El Akkad’s “fake it ‘til you make it” attitude paid off socially. He had a great time making friends and meeting other writers through creative writing class and campus publications. He did admit, however, that he was not a model student. Each year he attended no more than 10 classes for his computer science degree. Meanwhile, he contributed endlessly to campus publications, including comedy paper, Golden Words; arts publications Ultraviolet and Lake Effect; and even a magazine of his own called Lighthouse Wire. He was also the assistant news editor, and later editor-in-chief, of student newspaper, The Queen’s Journal.
“My entire academic life, and my entire education was writing for these various publications,” El Akkad said.
Being a writer as a newcomer
The author discovered his love for writing at the age of five when he wrote a story about littering for the school newsletter. From there he was hooked. At that young age, he couldn’t articulate feelings of dislocation from Egypt to Qatar, but he could express those feelings in writing. For someone who struggled with the question “Where are you from?” writing was home, both in Qatar and Canada. It then became the whole of his academic life, but he did not consider writing as a career.
“I come from a particular part of the world, and a particular class, and a particular society, where you don’t become a writer of fiction for a living. […] You become an engineer, or a lawyer, or a doctor.” A sentiment that many first and second generation newcomers may relate to.
Luckily, spending all his time writing instead of attending his computer science classes worked out. Throughout his undergrad, he secured internships with journalist Ken Cuthbertson, and the Edmonton Journal. Upon graduating in 2004, he started his internship at the Globe and Mail, where he would work as a reporter for the next decade.
“I had these little lily pads that were my next landing spot,” the author said. “And so long as I had those, as long as I didn’t think more than like, a very short amount of time into the future, I was going to be okay. Beyond that I would have been terrified.”

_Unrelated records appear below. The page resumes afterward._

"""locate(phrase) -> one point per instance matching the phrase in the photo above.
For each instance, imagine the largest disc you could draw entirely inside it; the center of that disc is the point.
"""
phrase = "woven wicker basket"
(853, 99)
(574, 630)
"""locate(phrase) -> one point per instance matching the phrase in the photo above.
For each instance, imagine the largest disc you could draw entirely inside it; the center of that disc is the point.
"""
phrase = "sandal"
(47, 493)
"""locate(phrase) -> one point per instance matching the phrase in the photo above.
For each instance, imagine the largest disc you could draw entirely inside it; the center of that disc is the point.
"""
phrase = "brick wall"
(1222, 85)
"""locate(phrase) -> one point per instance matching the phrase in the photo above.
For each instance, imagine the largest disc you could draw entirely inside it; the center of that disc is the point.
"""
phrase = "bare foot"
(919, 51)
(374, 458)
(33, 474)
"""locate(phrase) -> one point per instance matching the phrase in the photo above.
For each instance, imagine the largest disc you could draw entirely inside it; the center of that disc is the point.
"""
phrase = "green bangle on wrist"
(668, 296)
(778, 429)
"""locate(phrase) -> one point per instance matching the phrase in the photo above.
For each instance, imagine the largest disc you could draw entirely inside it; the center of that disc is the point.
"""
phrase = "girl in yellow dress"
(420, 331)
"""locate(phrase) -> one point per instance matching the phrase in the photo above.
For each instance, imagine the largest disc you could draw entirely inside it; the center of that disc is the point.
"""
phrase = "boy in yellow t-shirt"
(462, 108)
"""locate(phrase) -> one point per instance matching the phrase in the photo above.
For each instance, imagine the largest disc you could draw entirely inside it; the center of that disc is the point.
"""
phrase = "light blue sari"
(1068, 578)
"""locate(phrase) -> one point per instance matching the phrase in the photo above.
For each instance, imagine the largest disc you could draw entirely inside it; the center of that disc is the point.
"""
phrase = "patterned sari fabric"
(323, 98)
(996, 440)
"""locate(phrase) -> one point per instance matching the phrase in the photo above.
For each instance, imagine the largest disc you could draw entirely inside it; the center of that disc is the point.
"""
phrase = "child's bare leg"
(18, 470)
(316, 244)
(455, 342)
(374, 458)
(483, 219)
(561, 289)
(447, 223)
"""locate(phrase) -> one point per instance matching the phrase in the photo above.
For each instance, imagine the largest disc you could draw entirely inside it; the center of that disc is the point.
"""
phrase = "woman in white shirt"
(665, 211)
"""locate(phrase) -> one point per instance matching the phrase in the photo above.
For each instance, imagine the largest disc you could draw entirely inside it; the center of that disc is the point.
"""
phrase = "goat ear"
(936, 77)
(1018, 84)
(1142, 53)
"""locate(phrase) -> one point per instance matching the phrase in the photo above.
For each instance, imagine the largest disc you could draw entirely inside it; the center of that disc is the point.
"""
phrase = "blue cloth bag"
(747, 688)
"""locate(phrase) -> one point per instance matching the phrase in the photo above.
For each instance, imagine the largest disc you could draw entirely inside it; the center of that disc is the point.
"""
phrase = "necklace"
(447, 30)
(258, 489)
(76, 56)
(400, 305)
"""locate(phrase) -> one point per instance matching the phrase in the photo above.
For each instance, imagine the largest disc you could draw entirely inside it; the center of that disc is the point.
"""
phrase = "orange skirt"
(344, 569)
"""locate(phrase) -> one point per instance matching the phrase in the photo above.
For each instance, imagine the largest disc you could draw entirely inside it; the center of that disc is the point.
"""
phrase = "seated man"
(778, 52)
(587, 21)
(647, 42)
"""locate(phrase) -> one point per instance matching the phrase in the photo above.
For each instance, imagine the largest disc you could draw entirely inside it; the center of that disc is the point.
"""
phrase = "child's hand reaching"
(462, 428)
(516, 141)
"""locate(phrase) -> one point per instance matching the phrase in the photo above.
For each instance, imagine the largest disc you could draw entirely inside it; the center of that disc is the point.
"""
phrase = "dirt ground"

After a decade working in journalism, El Akkad transitioned into a full-time career as a fiction author, with the release of his debut novel, American War, in 2017. In doing so, he accomplished something that many newcomers, including his teenage self, couldn’t see as a possibility—success in two creative careers. While humbly proud of his work, El Akkad also recognizes the luck and privilege that attributed to his success. He is Muslim and immigrated from the Middle East, but speaks English with a barely-detectable accent, and can pass for a variety of different ethnicities. Unlike a Muslim woman, for example, who wears a hijab, El Akkad’s faith and cultural identity are ambiguous.
“All of these things had far more to do with that [successful] outcome than any skill or aptitude on my part,” he said. “Vast majority of my trajectory was predicated on luck.”
As a teenager, writing was a tether while he felt like he was floating in outer space. Writing was home when he didn’t know where that was. Now writing is his livelihood. The author’s greatest success is just that—writing for a living where he thought he would never have a place or identity.
“We arrived in this place where I felt like I had nothing, no ground to stand on. And I’m not a hugely successful person, I don’t think. But I’ve managed, in this context, to create a situation where I’m doing with my life the thing I’ve always wanted to do—I’m writing. It’s all I ever want to do.”
When he isn’t writing, El Akkad spends his time with his wife and two young children doing “boring domestic stuff,” cooking, cleaning, and occasionally rock climbing. As for what’s next, the author will return to his alma mater as the 2022 Writer in Residence at Queen’s University, where he will potentially start drafting his third novel.